Sitting on a plush red chair in the waiting room, the man imagined his new life just minutes away. When his name was strangled out by the receptionist, he was not anxious, on the contrary, he felt like an Olympic medallist. While talking, he was imagining telling his grand rags-to-riches story, almost a fairy tale, to his proud mother in her dark house.
Finally, the man lovingly slid his pearl on to the jeweller's hand. His heart stopped breathing. His throat flapped closed. His bulging eyes shone with anticipation. The jeweller, in his excruciatingly slow manner, held the magnificent pearl to the light. A strange expression flickered across his face.

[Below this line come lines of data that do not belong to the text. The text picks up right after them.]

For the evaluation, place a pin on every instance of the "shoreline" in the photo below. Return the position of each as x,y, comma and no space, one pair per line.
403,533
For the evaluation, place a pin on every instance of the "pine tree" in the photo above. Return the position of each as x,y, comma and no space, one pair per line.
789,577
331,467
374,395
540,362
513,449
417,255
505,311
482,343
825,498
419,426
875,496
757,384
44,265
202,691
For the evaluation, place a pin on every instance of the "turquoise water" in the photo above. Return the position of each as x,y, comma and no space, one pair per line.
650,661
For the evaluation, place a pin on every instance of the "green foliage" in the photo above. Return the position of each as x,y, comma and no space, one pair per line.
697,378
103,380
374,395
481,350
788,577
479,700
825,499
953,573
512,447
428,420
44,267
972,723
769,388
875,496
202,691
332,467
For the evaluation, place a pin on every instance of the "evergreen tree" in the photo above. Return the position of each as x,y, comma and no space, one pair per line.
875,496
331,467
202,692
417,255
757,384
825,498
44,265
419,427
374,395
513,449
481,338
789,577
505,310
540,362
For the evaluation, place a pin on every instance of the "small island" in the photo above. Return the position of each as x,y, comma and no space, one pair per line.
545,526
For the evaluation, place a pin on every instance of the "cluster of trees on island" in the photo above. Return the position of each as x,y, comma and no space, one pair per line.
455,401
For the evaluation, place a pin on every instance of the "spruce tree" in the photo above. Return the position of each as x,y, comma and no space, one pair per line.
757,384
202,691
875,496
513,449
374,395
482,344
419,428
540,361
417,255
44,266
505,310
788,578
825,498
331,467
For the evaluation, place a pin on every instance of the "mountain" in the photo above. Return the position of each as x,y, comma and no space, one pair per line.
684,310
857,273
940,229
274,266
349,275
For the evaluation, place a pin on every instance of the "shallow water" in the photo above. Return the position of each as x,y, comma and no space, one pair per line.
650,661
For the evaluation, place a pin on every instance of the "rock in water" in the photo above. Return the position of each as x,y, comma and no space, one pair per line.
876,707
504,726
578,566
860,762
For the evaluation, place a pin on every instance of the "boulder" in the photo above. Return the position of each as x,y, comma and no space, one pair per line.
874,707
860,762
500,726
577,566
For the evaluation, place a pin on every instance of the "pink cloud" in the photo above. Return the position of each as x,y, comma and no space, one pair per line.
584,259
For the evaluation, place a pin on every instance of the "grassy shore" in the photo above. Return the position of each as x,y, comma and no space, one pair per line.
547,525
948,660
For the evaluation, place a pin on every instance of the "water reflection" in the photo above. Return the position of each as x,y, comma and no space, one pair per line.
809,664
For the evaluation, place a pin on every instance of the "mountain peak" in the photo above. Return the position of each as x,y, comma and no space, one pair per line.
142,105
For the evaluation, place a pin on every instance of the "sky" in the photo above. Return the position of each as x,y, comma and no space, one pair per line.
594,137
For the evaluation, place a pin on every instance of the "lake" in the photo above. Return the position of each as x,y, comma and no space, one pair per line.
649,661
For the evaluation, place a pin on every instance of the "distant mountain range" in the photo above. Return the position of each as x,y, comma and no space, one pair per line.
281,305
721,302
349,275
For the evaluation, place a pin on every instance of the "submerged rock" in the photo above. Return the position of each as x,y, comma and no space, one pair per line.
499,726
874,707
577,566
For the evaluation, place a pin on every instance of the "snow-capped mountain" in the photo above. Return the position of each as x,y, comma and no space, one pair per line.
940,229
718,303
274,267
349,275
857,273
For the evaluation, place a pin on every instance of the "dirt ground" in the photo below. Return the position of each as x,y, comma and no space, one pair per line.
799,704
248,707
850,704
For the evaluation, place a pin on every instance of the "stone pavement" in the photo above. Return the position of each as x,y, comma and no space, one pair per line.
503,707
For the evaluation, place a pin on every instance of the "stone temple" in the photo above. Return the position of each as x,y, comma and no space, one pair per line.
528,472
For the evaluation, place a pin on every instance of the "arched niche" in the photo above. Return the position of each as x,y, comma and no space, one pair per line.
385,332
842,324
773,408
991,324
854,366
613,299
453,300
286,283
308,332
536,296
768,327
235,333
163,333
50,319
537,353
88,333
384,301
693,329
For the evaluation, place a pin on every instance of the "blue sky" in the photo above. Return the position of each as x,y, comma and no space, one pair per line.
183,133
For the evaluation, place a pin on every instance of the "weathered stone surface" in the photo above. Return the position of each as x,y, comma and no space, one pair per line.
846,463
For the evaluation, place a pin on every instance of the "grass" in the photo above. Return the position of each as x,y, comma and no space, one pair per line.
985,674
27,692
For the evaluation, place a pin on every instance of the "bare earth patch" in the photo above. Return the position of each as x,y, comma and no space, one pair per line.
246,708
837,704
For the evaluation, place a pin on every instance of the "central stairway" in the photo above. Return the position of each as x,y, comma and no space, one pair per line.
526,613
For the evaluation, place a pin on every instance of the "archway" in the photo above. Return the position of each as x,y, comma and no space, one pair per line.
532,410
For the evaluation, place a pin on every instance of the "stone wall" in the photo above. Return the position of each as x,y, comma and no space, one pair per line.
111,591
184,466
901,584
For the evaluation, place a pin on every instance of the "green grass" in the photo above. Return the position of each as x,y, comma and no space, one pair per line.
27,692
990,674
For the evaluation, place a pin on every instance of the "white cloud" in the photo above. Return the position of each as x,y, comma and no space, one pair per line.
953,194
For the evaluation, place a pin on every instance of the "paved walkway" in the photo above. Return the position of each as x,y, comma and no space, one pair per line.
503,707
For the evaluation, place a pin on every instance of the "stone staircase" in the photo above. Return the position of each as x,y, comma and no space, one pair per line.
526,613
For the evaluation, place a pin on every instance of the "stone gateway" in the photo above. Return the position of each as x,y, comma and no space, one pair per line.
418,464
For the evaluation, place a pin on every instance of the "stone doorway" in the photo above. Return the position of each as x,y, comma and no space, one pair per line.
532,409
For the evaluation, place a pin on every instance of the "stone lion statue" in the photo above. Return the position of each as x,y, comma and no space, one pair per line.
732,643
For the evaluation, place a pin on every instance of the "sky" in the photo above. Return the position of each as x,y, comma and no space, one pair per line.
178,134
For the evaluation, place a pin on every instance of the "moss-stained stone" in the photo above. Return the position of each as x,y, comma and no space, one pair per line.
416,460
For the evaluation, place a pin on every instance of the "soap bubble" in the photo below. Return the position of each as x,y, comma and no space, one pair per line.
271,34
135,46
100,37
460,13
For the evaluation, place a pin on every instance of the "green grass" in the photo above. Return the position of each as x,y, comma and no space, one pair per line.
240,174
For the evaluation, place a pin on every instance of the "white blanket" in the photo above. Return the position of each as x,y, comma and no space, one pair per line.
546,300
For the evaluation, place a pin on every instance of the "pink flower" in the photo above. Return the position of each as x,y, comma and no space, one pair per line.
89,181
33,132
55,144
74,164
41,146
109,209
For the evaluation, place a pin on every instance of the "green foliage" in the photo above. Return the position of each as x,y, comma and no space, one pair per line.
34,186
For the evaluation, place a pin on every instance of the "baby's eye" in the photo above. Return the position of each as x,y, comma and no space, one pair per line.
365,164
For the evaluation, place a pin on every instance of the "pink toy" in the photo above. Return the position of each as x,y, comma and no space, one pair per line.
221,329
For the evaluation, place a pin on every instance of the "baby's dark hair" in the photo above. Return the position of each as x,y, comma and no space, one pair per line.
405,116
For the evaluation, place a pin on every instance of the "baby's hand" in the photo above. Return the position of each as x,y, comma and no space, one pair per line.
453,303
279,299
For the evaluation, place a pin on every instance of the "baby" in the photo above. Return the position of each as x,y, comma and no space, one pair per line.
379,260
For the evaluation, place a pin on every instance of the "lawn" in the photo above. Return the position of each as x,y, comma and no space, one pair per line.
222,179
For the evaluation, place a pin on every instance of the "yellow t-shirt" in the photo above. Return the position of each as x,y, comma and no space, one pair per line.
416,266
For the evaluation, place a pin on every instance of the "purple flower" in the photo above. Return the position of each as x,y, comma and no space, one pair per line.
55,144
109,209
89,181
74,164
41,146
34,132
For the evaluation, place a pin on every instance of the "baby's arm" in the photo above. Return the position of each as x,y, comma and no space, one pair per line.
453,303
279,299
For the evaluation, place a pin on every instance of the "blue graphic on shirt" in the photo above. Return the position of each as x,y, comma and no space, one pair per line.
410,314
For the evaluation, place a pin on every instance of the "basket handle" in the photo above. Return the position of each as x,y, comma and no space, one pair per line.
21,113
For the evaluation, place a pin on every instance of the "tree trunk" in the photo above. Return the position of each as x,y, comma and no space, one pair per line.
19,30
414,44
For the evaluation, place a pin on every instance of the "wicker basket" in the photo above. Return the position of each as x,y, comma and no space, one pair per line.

He glanced at the man's name with the same odd expression, and smiling, said: “Mr. P- this pearl of yours, is not a pearl. Only a pretty stone.” It took the man a few seconds to understand. Sky-high dreams crashed down around him.
A dark tunnel caved around his life, and the ache in his muscles was multiplied. He stood before the great black ocean- the source of all his troubles. When the man looked at the pearl again, furious and unwilling tears leaking from his eyes, its shine had disappeared and ugly blemishes leaped out. He flexed his arms, ready to throw the stone in to the farthest of the ocean depths. Suddenly, the sun set over a burning sky. His mother would love the pearl anyways, he thought.